Nicaragua is a recent slide downhill into socialism, with Danny Ortega abandoning all pretense of being a democracy. Russia sees its opportunities there and has taken them. Nicaragua, recall, was once a friendly country and still has a free trade pact with the U.S. Biden has employed no carrot or stick with that trade pact to keep them in line, the way President Trump frequently did with Mexico.
Brazil is another of these nations that Biden has spent a lot of time courting, loudly congratulating Brazil's newly "elected" president Luiz Inacio "Lula" da Silva as a fellow leftist leader, the odor of election fraud reeking over both states creating a potential honor among thieves situation. Did Lula repay that legitimacy extended? Not in the least. He's fresh from a trip to China to suck up to that superpower, and now is welcoming Lavrov into the presidential palace in Brasilia. He's very significantly refusing to sell arms to Ukraine, which makes Russia happy. Biden blew that one, too, unable to even leverage the leftwing solidarity.

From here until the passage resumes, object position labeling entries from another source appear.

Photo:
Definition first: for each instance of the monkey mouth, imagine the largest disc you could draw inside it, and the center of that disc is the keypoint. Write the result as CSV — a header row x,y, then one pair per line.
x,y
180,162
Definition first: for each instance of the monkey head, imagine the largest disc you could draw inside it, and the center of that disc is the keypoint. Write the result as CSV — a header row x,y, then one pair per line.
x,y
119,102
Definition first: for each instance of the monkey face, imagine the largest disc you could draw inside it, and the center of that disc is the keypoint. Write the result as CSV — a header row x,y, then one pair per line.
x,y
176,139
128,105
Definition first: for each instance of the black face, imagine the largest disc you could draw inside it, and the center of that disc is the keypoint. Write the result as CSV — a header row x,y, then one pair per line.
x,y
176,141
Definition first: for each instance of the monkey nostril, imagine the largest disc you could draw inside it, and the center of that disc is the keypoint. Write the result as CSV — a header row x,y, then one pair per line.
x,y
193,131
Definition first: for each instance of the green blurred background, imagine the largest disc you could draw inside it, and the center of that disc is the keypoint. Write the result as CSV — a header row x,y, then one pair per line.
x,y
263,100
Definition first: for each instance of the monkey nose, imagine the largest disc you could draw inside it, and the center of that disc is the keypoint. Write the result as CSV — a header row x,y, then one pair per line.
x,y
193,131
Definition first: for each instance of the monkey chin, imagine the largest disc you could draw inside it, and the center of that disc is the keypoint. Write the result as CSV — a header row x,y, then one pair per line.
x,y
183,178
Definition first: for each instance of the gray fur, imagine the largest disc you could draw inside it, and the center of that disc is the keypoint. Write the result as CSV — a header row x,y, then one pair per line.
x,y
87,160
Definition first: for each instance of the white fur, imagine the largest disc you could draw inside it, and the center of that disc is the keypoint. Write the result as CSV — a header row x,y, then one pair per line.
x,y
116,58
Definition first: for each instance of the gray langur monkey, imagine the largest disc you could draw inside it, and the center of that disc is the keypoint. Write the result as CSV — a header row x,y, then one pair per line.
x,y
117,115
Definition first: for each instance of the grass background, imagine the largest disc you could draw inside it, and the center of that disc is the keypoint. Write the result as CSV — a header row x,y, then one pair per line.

The scary part is that Latin America is loaded with newly elected leftist leaders, nearly all of whom are going to be likely recruits for Russia's new Latin American offensive beyond these four stalwarts – to strike out at the U.S. from its underbelly, in an act of reciprocation for what they see is U.S. meddling in Russia's "near abroad" which is Ukraine. There's been a lot of talk about this over the past two decades, but now it appears that things are really happening.
Who are some other likelies to join hands with the Russians? Four candidates come to mind – Mexico, Colombia, Honduras, and Chile, all of whom have leftist leaders just as far-left as at least Brazil.
What's the story with Mexico and Russia? Well, Lavrov has already met with Mexico's hostile, anti-American foreign minister, Marcelo Ebrard, this past September. It has resisted selling arms to Ukraine, which makes Russia happy, and refused to sanction Russia, not particularly concerned what Joe Biden might think about it, as this article explains. The U.S. is Mexico's largest trade partner, and has virtually zero trade with Russia. Not a problem for the Mexican government there as they know that Joe will always bend over.
There's also Honduras which fairly recently elected a far-left leader who was a "first" – the first leftist woman president, so the inauguration was attended by Biden's "border czar" Kamala Harris, who came and went and was never heard from since. Seems Kamala's charms and all those "firsts" didn't do much. The Bidenites couldn't even figure out how to use leverage on open borders to keep Honduras in the U.S. camp, let alone free trade, of which Honduras also has a pact. We will stay tuned for further developments there.
And let's look at Colombia, the U.S.'s historically oldest and finest ally on the South American continent. They elected probably ‘the worst leftist of any of them’, the Bill Ayers of Colombia, Gustavo Petro, a former M-19 communist guerilla who was one of the late, unlamented Hugo Chavez's best buddies because his guerrilla group once burned down the Colombian supreme court with all the justices in it. This guy is repulsive. Petro has repackaged himself as "green" but is still the same anti-American guerrilla he always was. His greenie stances sound pretty on paper to lefties here, but his big project is similar to Joe Biden's – to shut down Colombia's oil production in favor of green energy, which is a disaster in the making. He's particularly vulnerable to money and economy problems which Russia might just be able to solve for him – at a price.
We see Russia racking up the diplomatic victories in Latin America, welcomed with red carpets and dominos falling, right in the U.S.'s sphere of influence, it's own "near abroad."
It's not that these places are staying neutral or out of the Russia-Ukraine conflict.
It's that they are now openly siding with Russia and working to undercut U.S. interests to extend Russia's.
“It's worse than it looks!” – exclaims the author.